Denn Ignatius war als Zeitgenosse Martin Luthers der erste Kirchenmann der Neuzeit, der die durch die Reformation aufgekommene Individualität produktiv in die katholische Kirche einzubinden verstand.

Seine Meditationsübungen fördern in der Suche nach Glauben die Innenschau des Einzelnen, seine Kräfte des Herzens jenseits des Rationalen. Der Mensch soll in seine tiefsten Schichten hineintauchen, auf seine Reaktionen achten und die Herkunft aufsteigender Stimmungen deuten lernen. Erst wenn sich in diesem Prozess keine innere Klarheit einstellt, kommt die Vernunft ins Spiel.

Dann sollten die Erfahrungen durch ruhige Überlegung oder Gespräche mit anderen überprüft werden. Durch diesen Spannungsbogen zwischen innen und außen, Subjektivität und Rückkopplung an andere spielten die Jesuiten beim Weg der Kirche in die Moderne geistesgeschichtlich eine Schlüsselrolle. In den Ordensregeln ist diese totale Freisetzung des Einzelnen für seine subjektiv-gläubige Innenschau dann auch untrennbar gekoppelt mit einem bedingungslosen Gehorsam gegenüber Ordensleitung und Papst.

Mit dieser spirituellen Prägung verstehen sich die Jesuiten als Vorposten der Kirche in der Gesellschaft. Sie tragen keine Ordenskleidung und behalten ihre bürgerlichen Namen. Ihre Mitglieder leben allein oder in kleineren Gemeinschaften. In der Seelsorge arbeiten sie oft ganz bewusst auf sich gestellt – in Schulen und Universitäten, in der Begleitung von Exerzitien, bei der Sozial- und Flüchtlingsarbeit sowie im interreligiösen Dialog.
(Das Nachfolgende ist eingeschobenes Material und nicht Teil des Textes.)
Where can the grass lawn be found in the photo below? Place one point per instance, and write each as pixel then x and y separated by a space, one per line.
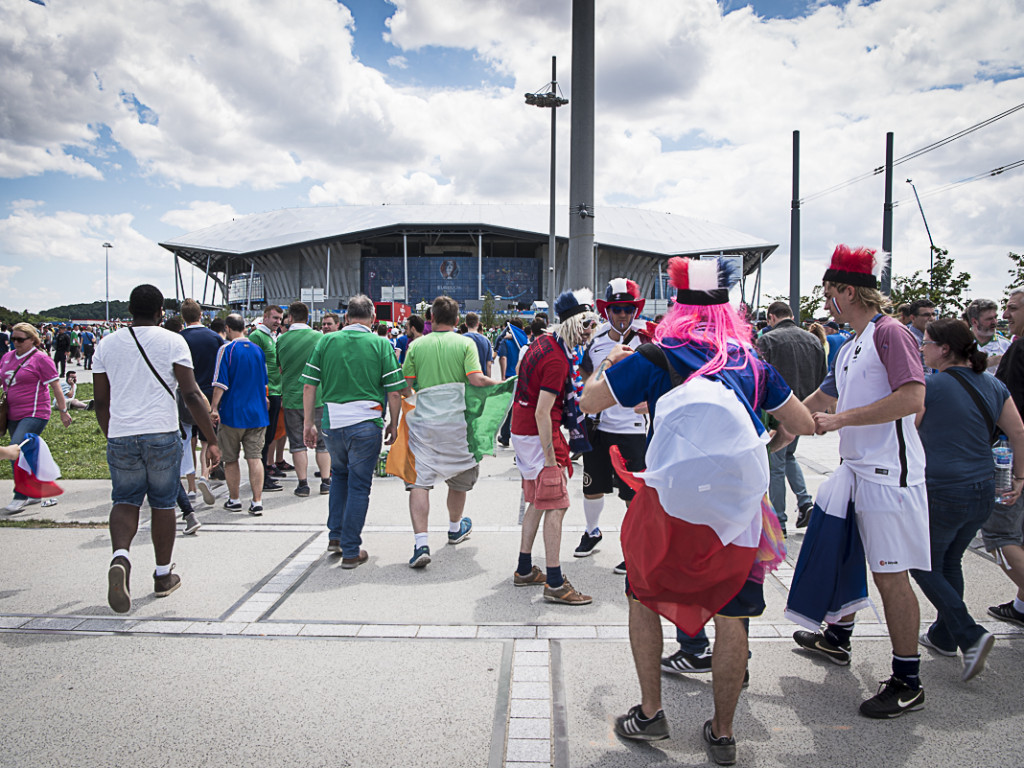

Die meisten Ordensangehörigen haben eine weltliche Ausbildung und obendrein ein Studium der Theologie. Und genauso, wie sie in ihren Meditationsübungen allen Winkeln des Seelenlebens nachspüren, sollen sie auch in der sozialen Realität in jenen Winkeln präsent sein, in die die Gemeindepastoral in der Regel nicht hinreicht – so das Ideal des Ordens. Weltweit gehören ihm momentan 17630 Jesuiten an. Vor 25 Jahren waren es noch doppelt so viele, das Durchschnittsalter liegt heute bei 58 Jahren. In 125 Ländern sind Jesuiten tätig. Ihre Zentrale mit dem Ordensgeneral an der Spitze steht in Rom – nur einige hundert Meter vom Petersplatz entfernt.

Lesen Sie auf der zweiten Seite, was es mit der Befreiungstheologie auf sich hat

Befreiungstheologie: Priester im Widerstand

Die Befreiungstheologie entstand in den siebziger Jahren in Lateinamerika, der Begriff geht zurück auf ein Buch des peruanischen Theologen Gustavo Gutierrez von 1971. Vom Vatikan wurde diese neue Richtung unter dem Pontifikat von Johannes Paul II. und seinem damaligen Glaubenspräfekten Joseph Ratzinger, dem späteren Papst Benedikt XVI., von Anfang an kompromisslos bekämpft. Heute, vier Jahrzehnte später, haben praktisch alle prominenten Theologen resigniert, wurden als Professoren von den kirchlichen Hochschulen entfernt oder sind wie Leonardo Boff aus dem Priesteramt ausgeschieden.

Die brasilianischen Diözesen von Sao Paolo und Recife der beiden Vorreiterbischöfe Paulo Evaristo Arns und Don Helder Camara wurden mit erzkonservativen Nachfolgern besetzt. Die Befreiungstheologie versteht sich als „Stimme der Armen“ und will zu deren Befreiung aus Ausbeutung, Entrechtung und Unterdrückung beitragen. Sie vertritt das Konzept der „sozialen Sünde“ und damit dezidiert den Standpunkt, dass es für die Kirche bei schweren Missständen nicht reicht, an das individuelle moralische Gewissen der Mächtigen und Reichen zu appellieren. Zudem stellten sich die Befreiungstheologen offen gegen die damals in Südamerika verbreiteten diktatorischen Regime, was zahlreiche Geistliche das Leben kostete. Bekanntestes Opfer war Oscar Romero, der 1980 ermordete Erzbischof von El Salvador.

Der neue Papst Jorge Mario Bergoglio verstand sich zwar als „Bischof der Armen“, zur Befreiungstheologie aber hielt er Distanz. Trotzdem forderte er mehr soziale Gerechtigkeit, legte sich mit den neoliberalen Eliten in Wirtschaft und Politik an und geißelte deren Korruption und Verschwendung. An Wochenenden sah man ihn oft zu Besuch bei Gemeinden in den Elendssiedlungen von Buenos Aires. Eine politische Rolle für Priester lehnte er ab.

Die Befreiungstheologie dagegen versteht Erlösung als Zentralbegriff der christlichen Botschaft nicht allein spirituell, sondern als sozialpolitisch-revolutionäre Umwälzung. Das Heil, das die Bibel verkündet, wurde nicht allein auf das Jenseits bezogen, sondern auch auf die konkrete soziale Realität im Diesseits. Konkret schwebte vielen Anhängern eine sozialistische Wirtschaftsordnung vor, durchwirkt mit zahlreichen basisdemokratischen Elementen.